The authors declare that the research was conducted in the absence of any commercial or financial relationships that could be construed as a potential conflict of interest.

Figures

**Figure 1**
Leukocyte counts stratified by occurrence of delayed cerebral ischemia (DCI). Leukocytes counts (mean and standard deviation) are shown from day of SAH (day 0) through day 8. Cells are in units of 1,000 per mm³. *P < 0.05, **P < 0.01,^†P < 0.001. Abbreviations: delayed cerebral ischemia (DCI), subarachnoid hemorrhage (SAH), white blood cells (WBC), neutrophil-to-lymphocyte ratio (NLR).

**Figure 2**
Leukocyte counts stratified by outcomes. Leukocyte counts (mean and standard deviation) are shown from day of SAH (day 0) through day 8. Outcome is dichotomized according to mRS good (≤ 3) or poor (≥4). *P < 0.05, **P < 0.01,^†P < 0.001. Cells are in units of 1,000 per mm³. mRS, modified Rankin Scale; SAH, subarachnoid hemorrhage; WBC, white blood cells; NLR, neutrophil-to-lymphocyte ratio.

**Figure 3**
Leukocyte counts stratified by infection. Leukocyte counts (mean and standard deviation) are shown from the day of SAH (day 0) through day 8. Counts are stratified by the occurrence of any infection within days 0–8. *P < 0.05, **P < 0.01,^†P < 0.001. Cells are in units of 1,000 per mm³. SAH, subarachnoid hemorrhage; WBC, white blood cells; NLR, neutrophil-to-lymphocyte ratio.

**Figure 4**
Leukocyte counts stratified by sex.

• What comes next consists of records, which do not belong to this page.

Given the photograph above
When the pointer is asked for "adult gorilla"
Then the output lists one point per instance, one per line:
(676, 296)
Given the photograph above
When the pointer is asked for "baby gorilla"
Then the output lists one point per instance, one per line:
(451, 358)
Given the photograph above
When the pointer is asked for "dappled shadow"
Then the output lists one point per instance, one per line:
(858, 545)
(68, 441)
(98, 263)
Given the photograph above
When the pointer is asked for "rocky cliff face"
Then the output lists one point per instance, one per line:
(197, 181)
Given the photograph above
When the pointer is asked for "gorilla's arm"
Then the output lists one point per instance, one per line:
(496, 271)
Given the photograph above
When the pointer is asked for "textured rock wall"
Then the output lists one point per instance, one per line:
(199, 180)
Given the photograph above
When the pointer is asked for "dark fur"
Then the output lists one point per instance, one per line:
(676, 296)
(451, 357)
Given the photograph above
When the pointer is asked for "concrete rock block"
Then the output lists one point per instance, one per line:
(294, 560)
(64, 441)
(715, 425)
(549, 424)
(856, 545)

Leukocyte counts (mean and standard deviation) are shown from the day of SAH (day 0) through day 8. Subjects are divided into males and females. *P < 0.05, **P < 0.01,^†P < 0.001. Cells are in units of 1,000 per mm³. SAH, subarachnoid hemorrhage; WBC, white blood cells; NLR, neutrophil-to-lymphocyte ratio.

**Figure 5**
ROC curves for DCI and mRS. ROC curves were generated for the discrimination of DCI or poor discharge mRS, with mRS dichotomized into good (0-3) and poor (–6) outcomes, using day 0 monocytes. AUC and 95%CI interval were calculated for each ROC curve. DCI, delayed cerebral ischemia; mRS, modified Rankin Scale; AUC, area under the curve.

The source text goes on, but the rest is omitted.